Enfin, réponse à la dernière question, je crois profondément au mouvement paneuropéen, je suis très favorable à tous les mouvements de jeunes qui émergent, jeunes ou moins jeunes, et je suis favorable à l'émergence d'un vrai démos européen. C'est d'ailleurs pour ça que j'avais défendu cette idée d'avoir des vraies listes européennes, on disait transfrontalières, ça inquiétait beaucoup de gens mais on a des élections européennes, simplement lorsqu'on aborde le scrutin les débats redeviennent totalement nationaux. C'est pourquoi moi j'avais proposé qu'il y ait sur la base de sensibilités communes, d'une approche commune de l'Europe un quota de parlementaires européens qui soient élus sur un vrai projet européen et par tous les Européens ensemble. Et je pense qu'on ira dans ce sens-là, si on croit à la force, à la place du Parlement européen, si on croit qu'on peut, ce qui est ma conviction profonde, être un espace plus démocratique au sein de l'Europe on a besoin de plus de mouvements véritablement européens qui permettent le dialogue entre nos différents pays qu'il s'agisse des jeunes ou des moins jeunes.
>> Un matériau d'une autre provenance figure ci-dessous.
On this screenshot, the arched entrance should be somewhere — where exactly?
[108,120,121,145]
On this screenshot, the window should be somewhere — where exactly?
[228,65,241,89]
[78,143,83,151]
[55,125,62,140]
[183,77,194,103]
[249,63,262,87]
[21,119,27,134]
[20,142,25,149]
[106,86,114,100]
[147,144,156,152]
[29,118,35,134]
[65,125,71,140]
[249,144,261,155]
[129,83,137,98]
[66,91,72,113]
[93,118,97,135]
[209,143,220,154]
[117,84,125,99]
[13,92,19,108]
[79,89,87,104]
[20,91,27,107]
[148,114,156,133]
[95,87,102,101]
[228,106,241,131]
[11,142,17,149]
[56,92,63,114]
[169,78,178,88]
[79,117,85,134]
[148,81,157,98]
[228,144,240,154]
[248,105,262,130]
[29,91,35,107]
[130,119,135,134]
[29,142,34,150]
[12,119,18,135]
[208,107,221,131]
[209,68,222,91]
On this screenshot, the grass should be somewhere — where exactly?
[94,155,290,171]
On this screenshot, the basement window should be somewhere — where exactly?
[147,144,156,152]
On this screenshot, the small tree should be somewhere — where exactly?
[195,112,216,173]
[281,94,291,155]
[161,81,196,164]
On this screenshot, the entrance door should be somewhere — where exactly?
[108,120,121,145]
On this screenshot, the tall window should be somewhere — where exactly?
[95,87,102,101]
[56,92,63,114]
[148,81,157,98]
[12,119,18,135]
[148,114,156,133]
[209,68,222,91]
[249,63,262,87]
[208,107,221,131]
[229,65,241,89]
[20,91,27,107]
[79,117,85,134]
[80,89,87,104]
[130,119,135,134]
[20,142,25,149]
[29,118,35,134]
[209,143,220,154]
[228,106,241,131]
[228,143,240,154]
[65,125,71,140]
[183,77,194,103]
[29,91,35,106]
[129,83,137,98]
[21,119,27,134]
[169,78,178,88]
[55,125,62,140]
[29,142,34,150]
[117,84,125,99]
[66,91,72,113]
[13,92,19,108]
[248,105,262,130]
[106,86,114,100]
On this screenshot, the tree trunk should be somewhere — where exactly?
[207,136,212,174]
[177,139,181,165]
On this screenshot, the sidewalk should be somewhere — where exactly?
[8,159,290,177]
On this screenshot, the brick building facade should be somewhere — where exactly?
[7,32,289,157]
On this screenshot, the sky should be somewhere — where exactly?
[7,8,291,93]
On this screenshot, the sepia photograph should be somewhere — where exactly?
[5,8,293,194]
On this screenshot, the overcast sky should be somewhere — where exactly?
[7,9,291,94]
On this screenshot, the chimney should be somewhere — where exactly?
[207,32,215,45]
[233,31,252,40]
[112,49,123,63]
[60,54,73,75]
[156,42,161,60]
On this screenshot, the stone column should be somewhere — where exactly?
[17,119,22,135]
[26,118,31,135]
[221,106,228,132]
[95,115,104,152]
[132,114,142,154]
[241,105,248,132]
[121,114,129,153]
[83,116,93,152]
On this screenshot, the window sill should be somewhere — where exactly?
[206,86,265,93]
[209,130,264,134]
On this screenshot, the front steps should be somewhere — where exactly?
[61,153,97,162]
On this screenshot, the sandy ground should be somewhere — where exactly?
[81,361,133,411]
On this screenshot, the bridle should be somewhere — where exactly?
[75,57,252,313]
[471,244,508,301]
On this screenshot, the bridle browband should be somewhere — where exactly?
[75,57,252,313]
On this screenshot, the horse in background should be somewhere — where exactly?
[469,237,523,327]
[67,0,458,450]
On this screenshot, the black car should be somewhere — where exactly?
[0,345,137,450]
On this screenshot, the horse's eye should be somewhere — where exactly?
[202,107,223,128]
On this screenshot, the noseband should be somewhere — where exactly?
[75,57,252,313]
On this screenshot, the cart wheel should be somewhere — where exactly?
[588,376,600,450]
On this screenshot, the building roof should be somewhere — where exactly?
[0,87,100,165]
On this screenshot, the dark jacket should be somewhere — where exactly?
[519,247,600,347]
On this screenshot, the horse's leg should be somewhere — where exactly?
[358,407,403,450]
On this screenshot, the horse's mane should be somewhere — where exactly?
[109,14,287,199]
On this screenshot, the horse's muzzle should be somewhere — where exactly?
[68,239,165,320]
Johanne MONTET : Charles MICHEL, Monsieur le Premier ministre, une réaction à cela ?
// Propos de Charles MICHEL, Premier ministre belge //
Johanne MONTET : Allez, on va prendre une petite question dans la salle, levez la main bien haut que je vous vois parce que c’est grand, il y a un monsieur là-bas qui lève la main, derrière madame, oui, vous, là à gauche, et c’est parti, on vous écoute.
Maxime, Etudiant en master en histoire : Je voulais vous poser une question qui est peut-être un petit peu provocatrice, je vais donc l'introduire brièvement.
Johanne MONTET : Pas trop longuement, attention aux intros !
Maxime : Pas trop longuement, brièvement, brièvement ! En France avec la récente démission de Nicolas HULOT de votre gouvernement on a vu est être mis en lumière l'influence des lobbies sur les politiques de lutte contre le changement climatique et la manière dont ils les freinaient. En Belgique on a la Fédération des entreprises et la Fédération des entreprises pétrolières qui se sont aussi exprimées contre les engagements pris par la Belgique aux différentes COP. En France de nouveau, TOTAL a fait usage de son influence pour introduire des exceptions à la loi sur la fin des hydrocarbures qu'elle a obtenues, puisqu’ils considéraient que ça menaçait leurs bénéfices. On n'a pas vu ce genre de chose pour les petits consommateurs de diesel qui font l'actualité pour le moment. Donc ma question est la suivante, à l'approche de la COP24 vous avez dit, Monsieur MACRON, que vous considériez que certains pays devaient être à l'avant-garde, montrer l'exemple, que comptez-vous faire en tant que chefs d'Etat de deux pays développés, de deux puissances industrielles pour faire appliquer les recommandations du GIEC et du coup pour se libérer de l'influence des lobbies qui pour le moment freinent l'application de ces mesures, cherchent à défendre les bénéfices des grosses entreprises dont elles savent qu'elles sont les premières pollueuses. On sait par exemple que 100 multinationales sont responsables à elles seules sur les 30 dernières années de 71 % des émissions de gaz à effet de serre et parmi ces multinationales il y a notamment TOTAL dont je parlais plus tôt qui a réussi encore avec cette loi sur les hydrocarbures à influencer, à retarder la lutte contre le changement climatique. Merci.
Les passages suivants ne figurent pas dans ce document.